General characteristics
- Type: Ferry
- Displacement: 578.146 tonnes
- Length: 62.1 m (203 ft 9 in)
- Beam: 9.41 m (30 ft 10 in)
- Draught: 1.9 m (6 ft 3 in)
- Propulsion: 1,044 kW (1,400 hp) Cummings India Ltd; 2 x 150 kW (200 hp) 415 V 50 Hz AC generator;
- Speed: 15 knots (28 km/h; 17 mph)
- Capacity: 250 passengers

= Manoram-class ferry =

The Manoram-class ferry are series of watercraft built by Inland Marine Works Pvt Ltd Port Blair, at its Chanch Shipyard, Gujarat for Indian Navy. They are fully air-conditioned craft and are fitted with modern navigational aids and can ferry 250 passengers.

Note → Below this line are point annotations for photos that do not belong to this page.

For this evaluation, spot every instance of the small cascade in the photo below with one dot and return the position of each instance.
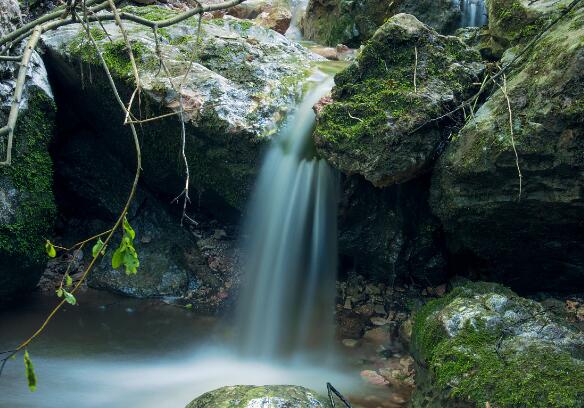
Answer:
(473, 13)
(298, 9)
(287, 301)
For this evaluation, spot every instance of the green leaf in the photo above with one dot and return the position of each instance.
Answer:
(128, 229)
(50, 249)
(29, 370)
(69, 298)
(98, 248)
(117, 258)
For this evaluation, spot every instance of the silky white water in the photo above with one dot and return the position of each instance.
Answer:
(290, 235)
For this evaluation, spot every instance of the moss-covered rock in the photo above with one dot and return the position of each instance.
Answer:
(236, 93)
(374, 126)
(389, 234)
(267, 396)
(27, 207)
(530, 235)
(511, 21)
(482, 343)
(332, 22)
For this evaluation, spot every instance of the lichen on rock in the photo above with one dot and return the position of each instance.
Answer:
(476, 191)
(374, 126)
(483, 343)
(267, 396)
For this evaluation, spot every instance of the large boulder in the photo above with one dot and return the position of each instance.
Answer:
(529, 232)
(267, 396)
(481, 344)
(332, 22)
(27, 207)
(239, 87)
(170, 262)
(404, 77)
(390, 234)
(511, 21)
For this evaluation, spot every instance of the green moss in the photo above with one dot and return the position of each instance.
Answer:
(31, 173)
(472, 367)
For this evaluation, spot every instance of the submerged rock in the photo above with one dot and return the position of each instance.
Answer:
(235, 95)
(27, 206)
(483, 343)
(527, 232)
(267, 396)
(333, 22)
(405, 76)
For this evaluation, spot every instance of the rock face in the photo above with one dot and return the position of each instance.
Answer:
(170, 263)
(513, 20)
(242, 82)
(268, 396)
(27, 207)
(272, 14)
(483, 343)
(532, 238)
(389, 233)
(332, 22)
(375, 125)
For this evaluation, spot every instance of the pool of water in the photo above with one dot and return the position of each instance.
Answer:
(111, 351)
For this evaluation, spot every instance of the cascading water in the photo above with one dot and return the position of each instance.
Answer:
(288, 297)
(473, 13)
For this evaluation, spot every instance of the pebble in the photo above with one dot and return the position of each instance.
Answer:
(351, 343)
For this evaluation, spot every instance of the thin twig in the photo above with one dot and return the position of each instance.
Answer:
(506, 95)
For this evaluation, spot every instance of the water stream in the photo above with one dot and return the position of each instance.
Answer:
(291, 249)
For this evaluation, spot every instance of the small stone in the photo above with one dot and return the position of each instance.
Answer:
(219, 234)
(373, 378)
(379, 321)
(348, 304)
(350, 343)
(378, 335)
(380, 309)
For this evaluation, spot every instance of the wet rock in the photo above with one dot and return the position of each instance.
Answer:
(350, 325)
(235, 96)
(511, 21)
(481, 342)
(527, 235)
(375, 125)
(27, 206)
(390, 233)
(170, 263)
(267, 396)
(332, 22)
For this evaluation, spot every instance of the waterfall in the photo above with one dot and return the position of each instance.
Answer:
(287, 299)
(298, 9)
(473, 13)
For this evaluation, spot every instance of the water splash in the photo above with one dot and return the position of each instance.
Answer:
(473, 13)
(288, 297)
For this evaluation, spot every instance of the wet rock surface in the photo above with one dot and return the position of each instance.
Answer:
(526, 233)
(482, 342)
(268, 396)
(333, 22)
(403, 78)
(235, 95)
(27, 207)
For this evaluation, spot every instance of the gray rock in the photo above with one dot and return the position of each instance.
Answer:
(267, 396)
(236, 94)
(27, 207)
(535, 239)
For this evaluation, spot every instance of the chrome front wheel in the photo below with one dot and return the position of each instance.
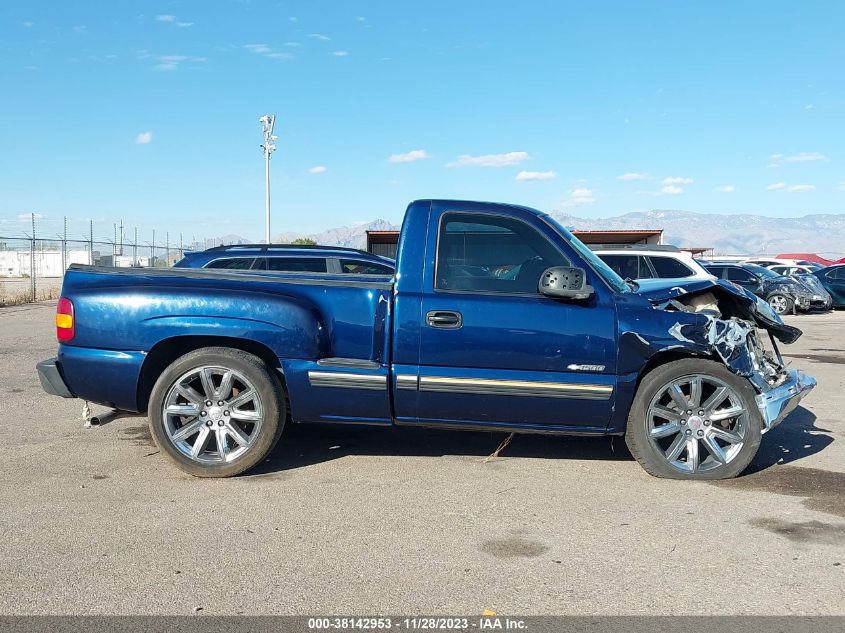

==Commission and deployment==
- INS Manoram (IR Number: 39465): The first ship of the class was commissioned into the Indian Navy at Naval Dockyard (Mumbai) in presence of its Admiral Superintendent namely Rear Admiral AV Subhedar on 7 December 2011.
- INS Vihar (IR Number: 41298): The second ship of the class was also commissioned into the Indian Navy at Naval Dockyard, Mumbai in presence of its Admiral superintendent namely Rear Admiral AK Bahl on 9 September 2012.